Educating Users/Students on Reducing Exposure to the RIAA
An anonymous reader asks: "I work for a medium-sized university (25K students), and have been asked to come up with ideas on how to reduce our exposure to the RIAA. Our head of IT gets 50 to 100 emails from the RIAA every week, complaining about IP addresses where P2P applications offer copyrighted songs for download. We don't want to firewall off P2P applications completely, we just want to get the RIAA off our backs. How do other university IT departments educate students to stop attracting the RIAA's attention? Thanks for any war stories you might be able to share !"
uh, that's gayish; you seem a little bit too eager to bend over for the RIAA.
Drugs have taught an entire generation of American children the metric system.
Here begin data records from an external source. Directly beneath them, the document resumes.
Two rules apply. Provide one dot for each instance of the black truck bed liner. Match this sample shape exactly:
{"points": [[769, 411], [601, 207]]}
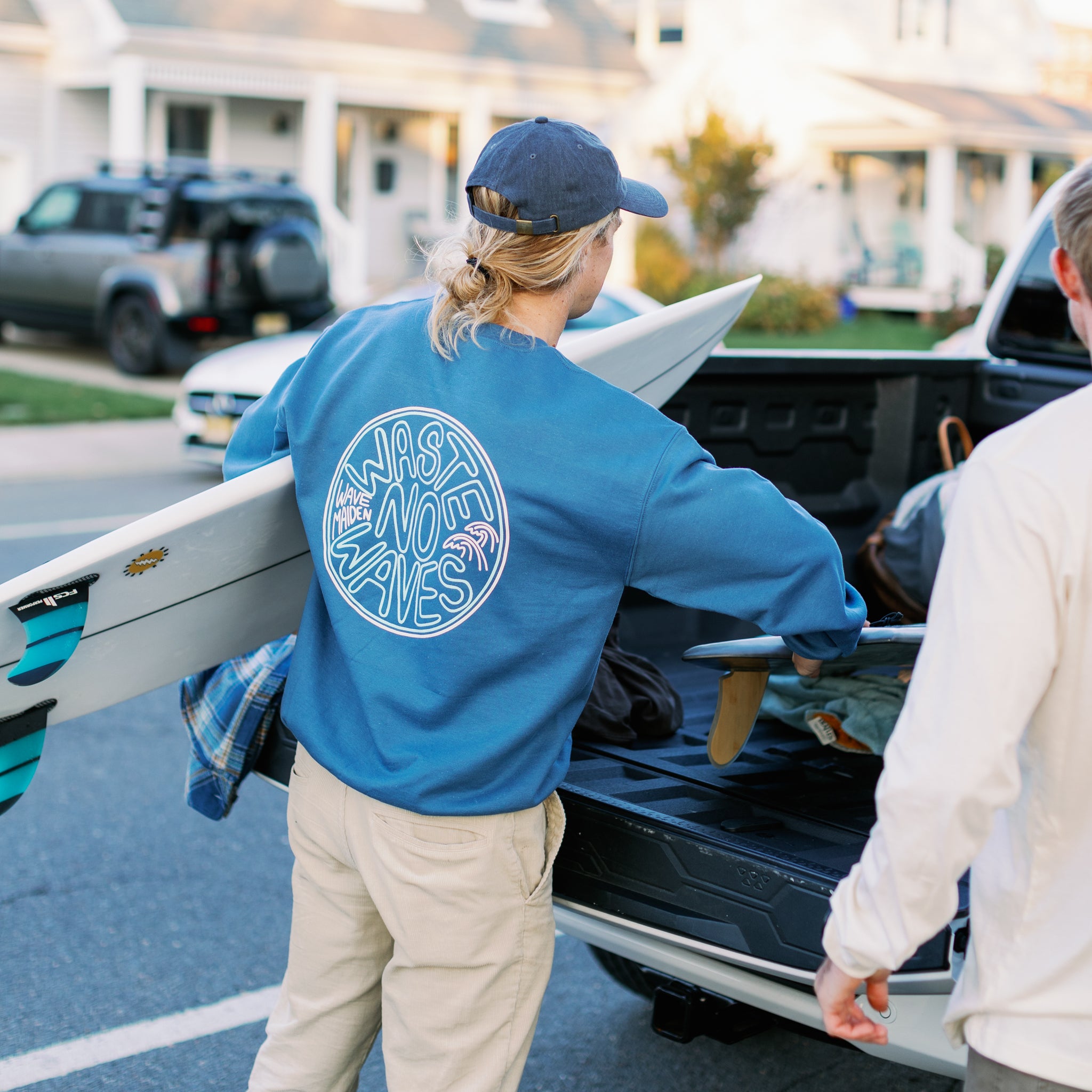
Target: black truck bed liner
{"points": [[745, 857]]}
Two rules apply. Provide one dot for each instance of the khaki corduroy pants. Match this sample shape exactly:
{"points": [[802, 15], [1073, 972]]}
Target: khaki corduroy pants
{"points": [[438, 929]]}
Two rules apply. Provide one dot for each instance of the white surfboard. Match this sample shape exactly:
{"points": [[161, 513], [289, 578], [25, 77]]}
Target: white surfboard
{"points": [[228, 571]]}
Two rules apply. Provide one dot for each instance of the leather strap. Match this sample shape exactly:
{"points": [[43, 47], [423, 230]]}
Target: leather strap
{"points": [[548, 226]]}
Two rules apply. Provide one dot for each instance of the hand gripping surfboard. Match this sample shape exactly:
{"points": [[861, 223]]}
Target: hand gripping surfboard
{"points": [[228, 571], [747, 664]]}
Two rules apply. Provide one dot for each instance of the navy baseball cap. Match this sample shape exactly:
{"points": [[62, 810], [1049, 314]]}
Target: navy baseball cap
{"points": [[559, 177]]}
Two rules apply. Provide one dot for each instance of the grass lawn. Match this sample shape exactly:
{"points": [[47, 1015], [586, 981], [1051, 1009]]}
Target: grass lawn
{"points": [[27, 400], [869, 330]]}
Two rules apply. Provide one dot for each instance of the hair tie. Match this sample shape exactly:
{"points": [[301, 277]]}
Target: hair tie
{"points": [[481, 269]]}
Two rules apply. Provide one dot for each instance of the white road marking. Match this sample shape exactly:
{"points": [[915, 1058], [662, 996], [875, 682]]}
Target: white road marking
{"points": [[46, 529], [70, 1057]]}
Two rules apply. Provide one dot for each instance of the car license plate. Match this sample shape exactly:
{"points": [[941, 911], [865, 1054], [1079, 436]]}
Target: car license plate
{"points": [[218, 430], [271, 323]]}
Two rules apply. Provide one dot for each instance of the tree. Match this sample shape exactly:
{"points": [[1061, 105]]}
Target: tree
{"points": [[718, 175]]}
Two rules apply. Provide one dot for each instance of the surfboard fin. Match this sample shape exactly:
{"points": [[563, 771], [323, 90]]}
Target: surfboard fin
{"points": [[22, 736], [53, 621]]}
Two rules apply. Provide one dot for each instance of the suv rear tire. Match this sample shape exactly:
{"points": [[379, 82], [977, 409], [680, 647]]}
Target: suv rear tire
{"points": [[135, 335], [624, 971]]}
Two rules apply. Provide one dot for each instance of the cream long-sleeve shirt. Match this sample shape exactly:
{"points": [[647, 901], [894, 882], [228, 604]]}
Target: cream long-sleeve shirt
{"points": [[991, 762]]}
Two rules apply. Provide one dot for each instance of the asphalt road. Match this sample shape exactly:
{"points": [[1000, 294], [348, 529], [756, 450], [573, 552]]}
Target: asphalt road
{"points": [[119, 904]]}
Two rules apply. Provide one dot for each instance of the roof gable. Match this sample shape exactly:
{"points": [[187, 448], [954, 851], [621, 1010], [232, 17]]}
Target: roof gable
{"points": [[986, 107], [579, 33]]}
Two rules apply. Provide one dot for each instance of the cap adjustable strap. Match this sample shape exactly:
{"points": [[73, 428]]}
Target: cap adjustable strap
{"points": [[548, 226]]}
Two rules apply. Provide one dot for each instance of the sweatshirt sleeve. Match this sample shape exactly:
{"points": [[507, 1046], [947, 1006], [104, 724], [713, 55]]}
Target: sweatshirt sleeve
{"points": [[261, 436], [727, 541], [987, 659]]}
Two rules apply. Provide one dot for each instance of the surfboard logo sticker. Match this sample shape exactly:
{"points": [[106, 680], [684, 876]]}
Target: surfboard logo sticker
{"points": [[22, 737], [415, 530], [147, 560], [53, 623]]}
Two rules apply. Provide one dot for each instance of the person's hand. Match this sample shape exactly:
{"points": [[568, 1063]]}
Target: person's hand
{"points": [[841, 1015], [809, 669]]}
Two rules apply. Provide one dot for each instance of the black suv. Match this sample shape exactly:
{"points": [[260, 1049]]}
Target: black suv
{"points": [[152, 263]]}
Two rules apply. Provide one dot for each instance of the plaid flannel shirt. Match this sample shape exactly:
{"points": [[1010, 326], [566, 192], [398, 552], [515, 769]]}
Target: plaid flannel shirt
{"points": [[228, 712]]}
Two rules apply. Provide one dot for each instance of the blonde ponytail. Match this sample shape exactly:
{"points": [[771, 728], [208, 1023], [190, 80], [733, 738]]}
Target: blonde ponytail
{"points": [[479, 271]]}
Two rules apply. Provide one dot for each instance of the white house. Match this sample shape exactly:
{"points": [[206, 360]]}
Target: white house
{"points": [[379, 107], [909, 134]]}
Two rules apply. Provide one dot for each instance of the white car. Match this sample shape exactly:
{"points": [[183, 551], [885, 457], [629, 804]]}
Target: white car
{"points": [[216, 391]]}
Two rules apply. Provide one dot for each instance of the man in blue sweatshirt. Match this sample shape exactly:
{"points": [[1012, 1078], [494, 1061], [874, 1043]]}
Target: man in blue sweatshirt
{"points": [[475, 505]]}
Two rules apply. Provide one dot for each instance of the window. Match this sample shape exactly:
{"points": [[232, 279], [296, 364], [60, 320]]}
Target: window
{"points": [[188, 131], [1034, 324], [384, 176], [924, 20], [518, 12], [55, 210], [106, 212]]}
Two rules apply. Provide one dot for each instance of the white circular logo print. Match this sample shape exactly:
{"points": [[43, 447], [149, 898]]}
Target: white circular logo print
{"points": [[415, 530]]}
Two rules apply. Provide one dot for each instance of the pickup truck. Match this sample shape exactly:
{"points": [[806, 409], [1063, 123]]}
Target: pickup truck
{"points": [[706, 888]]}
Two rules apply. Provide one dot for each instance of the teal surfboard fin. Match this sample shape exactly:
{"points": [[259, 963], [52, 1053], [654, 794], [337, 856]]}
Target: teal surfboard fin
{"points": [[22, 736], [53, 621]]}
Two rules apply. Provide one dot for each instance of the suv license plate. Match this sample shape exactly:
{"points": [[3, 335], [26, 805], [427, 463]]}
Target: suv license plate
{"points": [[218, 430], [268, 324]]}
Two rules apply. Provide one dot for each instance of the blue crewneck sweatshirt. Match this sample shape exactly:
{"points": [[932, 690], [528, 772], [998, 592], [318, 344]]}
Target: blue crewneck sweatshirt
{"points": [[473, 524]]}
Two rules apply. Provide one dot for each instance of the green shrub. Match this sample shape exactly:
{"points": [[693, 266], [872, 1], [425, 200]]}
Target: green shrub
{"points": [[784, 305], [663, 269]]}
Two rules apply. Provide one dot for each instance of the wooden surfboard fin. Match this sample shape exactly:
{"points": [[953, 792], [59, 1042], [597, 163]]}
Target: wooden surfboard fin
{"points": [[738, 697]]}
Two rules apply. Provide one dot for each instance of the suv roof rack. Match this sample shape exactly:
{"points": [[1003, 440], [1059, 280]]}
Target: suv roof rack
{"points": [[184, 170]]}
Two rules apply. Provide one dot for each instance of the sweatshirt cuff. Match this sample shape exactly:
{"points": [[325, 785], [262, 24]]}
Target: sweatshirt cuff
{"points": [[841, 958]]}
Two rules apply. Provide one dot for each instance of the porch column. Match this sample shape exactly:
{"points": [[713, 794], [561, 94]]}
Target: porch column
{"points": [[647, 31], [940, 219], [437, 173], [1018, 195], [475, 128], [318, 170], [127, 113]]}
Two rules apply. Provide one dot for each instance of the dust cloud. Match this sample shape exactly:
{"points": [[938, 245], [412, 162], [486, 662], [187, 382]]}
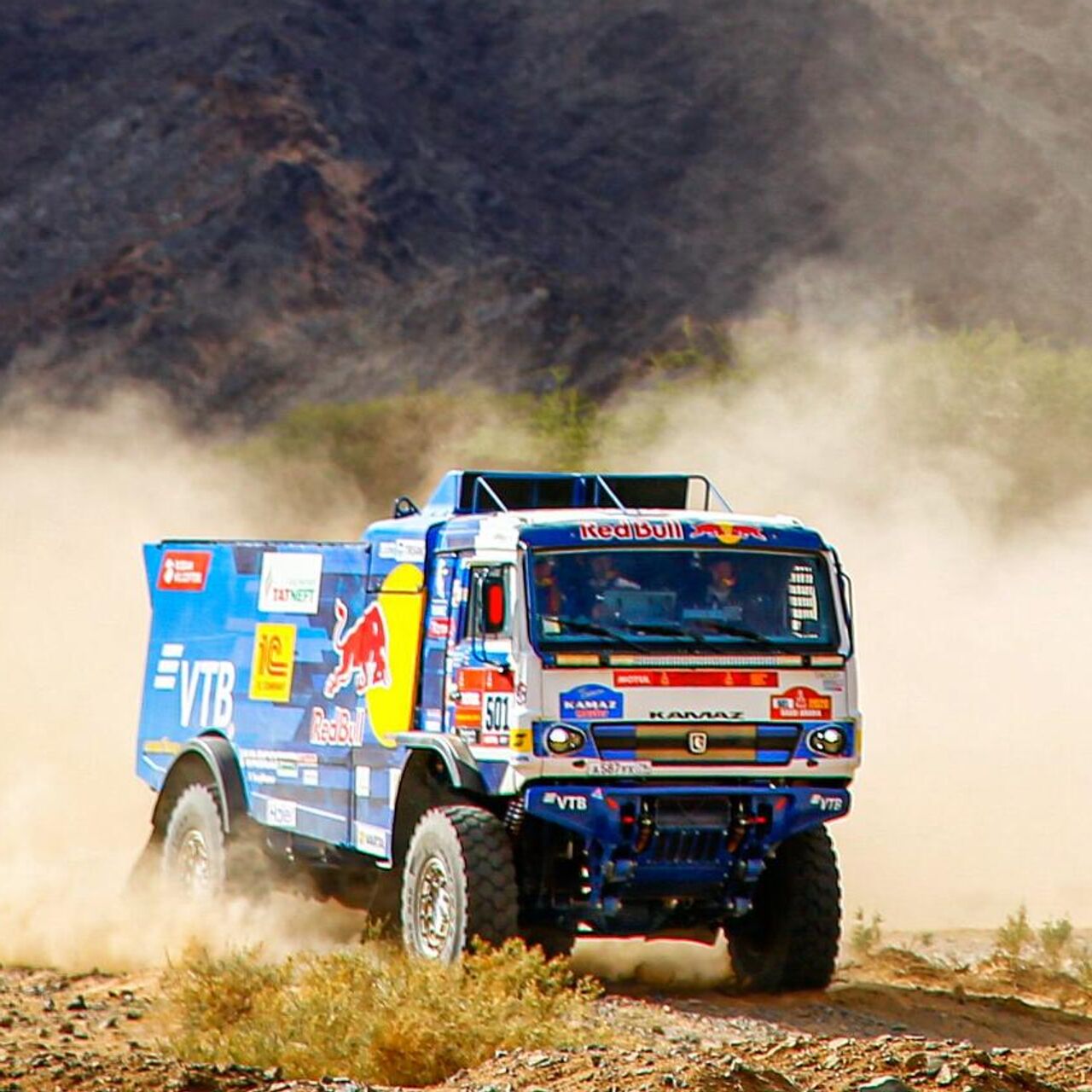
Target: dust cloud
{"points": [[78, 494], [971, 634]]}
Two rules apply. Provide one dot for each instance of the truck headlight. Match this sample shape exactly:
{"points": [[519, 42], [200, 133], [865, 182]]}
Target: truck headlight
{"points": [[829, 741], [561, 740]]}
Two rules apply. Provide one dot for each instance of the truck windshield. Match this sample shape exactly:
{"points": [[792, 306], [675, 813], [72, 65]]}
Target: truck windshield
{"points": [[654, 599]]}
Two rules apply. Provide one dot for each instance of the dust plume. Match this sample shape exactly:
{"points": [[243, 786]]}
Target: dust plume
{"points": [[78, 494], [971, 619]]}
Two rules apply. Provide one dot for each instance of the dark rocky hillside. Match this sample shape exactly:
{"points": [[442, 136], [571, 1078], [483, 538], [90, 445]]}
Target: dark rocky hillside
{"points": [[253, 201]]}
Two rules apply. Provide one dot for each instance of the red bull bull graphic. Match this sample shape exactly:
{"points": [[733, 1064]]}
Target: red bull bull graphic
{"points": [[729, 533], [362, 651]]}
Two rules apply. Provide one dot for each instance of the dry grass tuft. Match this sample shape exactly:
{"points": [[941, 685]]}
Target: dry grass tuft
{"points": [[375, 1014]]}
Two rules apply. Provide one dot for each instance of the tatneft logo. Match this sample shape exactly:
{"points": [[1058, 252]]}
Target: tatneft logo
{"points": [[183, 570], [205, 687], [291, 584]]}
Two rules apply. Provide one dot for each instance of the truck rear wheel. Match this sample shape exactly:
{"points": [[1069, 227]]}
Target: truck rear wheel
{"points": [[459, 882], [195, 849], [788, 940]]}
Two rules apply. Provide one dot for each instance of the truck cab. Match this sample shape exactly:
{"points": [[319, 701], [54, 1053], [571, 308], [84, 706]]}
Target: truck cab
{"points": [[541, 705]]}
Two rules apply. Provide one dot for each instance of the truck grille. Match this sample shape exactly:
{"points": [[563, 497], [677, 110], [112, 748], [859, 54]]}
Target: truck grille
{"points": [[724, 743]]}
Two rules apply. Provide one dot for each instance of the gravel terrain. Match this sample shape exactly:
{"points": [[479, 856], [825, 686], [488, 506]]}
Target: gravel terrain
{"points": [[884, 1026]]}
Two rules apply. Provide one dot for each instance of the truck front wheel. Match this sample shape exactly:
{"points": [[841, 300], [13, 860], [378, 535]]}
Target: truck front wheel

Let me get this straight. Your students are using your network to commit a crime. (My point here has nothing to do with whether it should be illegal, the point is, it IS illegal.) As an administrator and employee for your univiersity, you are now going around asking people how to help your students commit the crime without getting caught. I just have one question: does your employees realize they have a walking, talking big-ass-lawsuit magnet working for them? If you worked for me, my only hope to mitigate the damage to the university is to be able to say (during discovery) that I fired your ass the second I heard about it, and called every other employee in and told them why I fired you and made it clear, in writing, anyone else tries to pull the same stupid stunt they will be the next to join the unemployent lines.